In the highly-redacted document, the FDA inspectors noted that there was no separate storage area for certain products to prevent mix-ups. Bottles intended for different markets, as well as materials derived from test runs were stored in the same bin, the inspetors found.

The same bin was also used to store an unidentified material that had been rejected by the facility’s quality unit. Manufacturing processes for liso-cel meant for the U.S. and EU are different, they pointed out.

Apart from their adjacent locations, the bottles' labels were also quite similar. For example, bottles of both accepted and rejected material bear a “RELEASED” label with the same color palette and font.

RELATED: Bristol Myers CVR down the drain as CAR-T drug's FDA manufacturing inspection spots problem

Facility workers were also accused of failing to verify the identity of each incoming batch of certain raw materials before releasing them for manufacturing. Some other written procedures were not always followed, either. Plus, the FDA inspectors observed one case of inadequate aseptic operation control.

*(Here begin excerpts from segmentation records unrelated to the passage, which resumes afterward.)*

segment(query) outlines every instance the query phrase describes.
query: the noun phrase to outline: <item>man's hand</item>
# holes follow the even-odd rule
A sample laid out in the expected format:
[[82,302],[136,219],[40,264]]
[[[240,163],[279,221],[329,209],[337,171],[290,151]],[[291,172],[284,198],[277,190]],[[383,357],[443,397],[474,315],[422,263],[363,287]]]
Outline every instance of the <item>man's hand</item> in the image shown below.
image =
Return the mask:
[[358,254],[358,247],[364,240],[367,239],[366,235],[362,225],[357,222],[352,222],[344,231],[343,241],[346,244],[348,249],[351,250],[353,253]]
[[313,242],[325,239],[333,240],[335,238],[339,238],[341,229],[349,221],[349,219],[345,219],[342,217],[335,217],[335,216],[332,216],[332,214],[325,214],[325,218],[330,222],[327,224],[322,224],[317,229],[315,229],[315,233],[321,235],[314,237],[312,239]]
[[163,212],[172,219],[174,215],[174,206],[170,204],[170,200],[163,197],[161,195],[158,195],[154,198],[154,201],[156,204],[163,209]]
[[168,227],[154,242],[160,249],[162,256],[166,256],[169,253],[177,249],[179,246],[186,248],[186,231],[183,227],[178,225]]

The Lonza plant wasn’t the only liso-cel manufacturer that didn’t pass muster during an FDA checkup. Before it, Bristol Myers’ own facility in Bothell, Washington—a legacy Juno Therapeutics plant that the New York pharma acquired in its Celgene buyout—was also slapped with a Form 483.

Although the two manufacturing notices might not cost Bristol Myers an eventual green light for liso-cel—as long as the FDA’s satisfied with the company’s response and doesn’t escalate its actions—they definitely slowed things down. And timing was top of mind for holders of the contingent value rights tied to the Celgene buyout.

RELATED: FDA dings Bristol Myers' CAR-T plant. Will it hurt liso-cel's approval prospects—and investors' CVR value?

An FDA nod for liso-cel in third-line large B-cell lymphoma by the end of 2020 was one of the three conditions that would have triggered the $9-per-share payment. The multiple sclerosis drug Zeposia had met its own goal with an FDA go-ahead in March. And BCMA-targeted CAR-T drug ide-cel bears an FDA decision date that comes before its CVR deadline at the end of March.

On the heels of the latest liso-cel regulatory setback—which followed several others for both liso-cel and ide-cel—Bristol Myers’ former head of hematology Nadim Ahmed stepped down earlier this month. The company’s cell therapy division fell under his purview.

Lonza didn’t exactly have a clean slate when it comes cell therapy manufacturing. Back in 2017, the Swiss CDMO’s facility in Walkersville, Maryland, was hit with an FDA warning letter over issues including validation and aseptic process simulations.